In reaction, prices have also reportedly increased. For example, per the article, one textile manufacturer explained that shipping a single 40-foot container from China to the port of Charleston, South Carolina increased from $2,700 in April 2020 to about $7,500 in December 2020. The article also mentioned a toy distributor in China was told to temporarily stop shipping to clients because the shipping costs were too high, reducing profits.

Notably, there appears to be some difficulty in addressing the shortage of container availability caused by the congested ports. The Journal explained that China builds over 95% of all containers and even the world's market leader in container manufacturing based in China recently "told investors in November [2020] that its factories are fully booked until the end of March [2021]."

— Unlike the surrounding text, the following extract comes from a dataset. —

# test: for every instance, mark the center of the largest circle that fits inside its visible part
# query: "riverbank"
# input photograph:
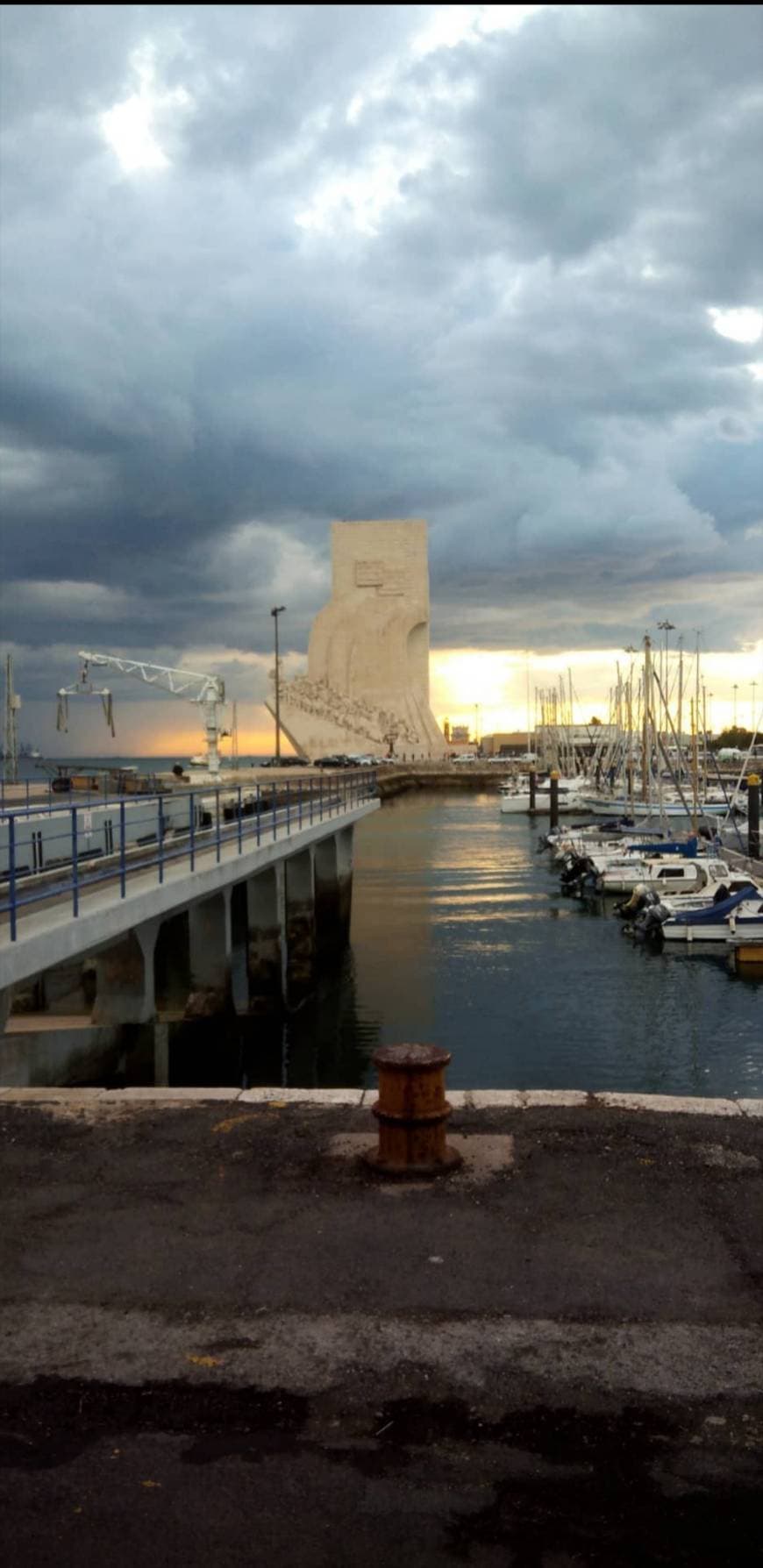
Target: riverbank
(218, 1331)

Of interest, companies that normally ship via air cargo apparently have also been experiencing the effects of the container shipping delays. For example, The Journal explained that one e-cigarette producer in China that normally ships its products by air, suddenly faced competition for shipping service with companies that switched to air shipping to avoid the container delays; that competition naturally pushed air shipping rates up. As such, per the article, the air shipping rates increased in December 2020 by 30% compared to the same time in 2019, causing logistics costs for the e-cigarette company to grow from about 1 to 2 % to about 5% of overall costs. Since demand for vaping products reportedly continues to be high during the pandemic as people remain indoors, the e-cigarette producer is reportedly considering ways to make its products in regions closer to its customers, such as in South East Asia and Canada where e-cigarette markets are growing.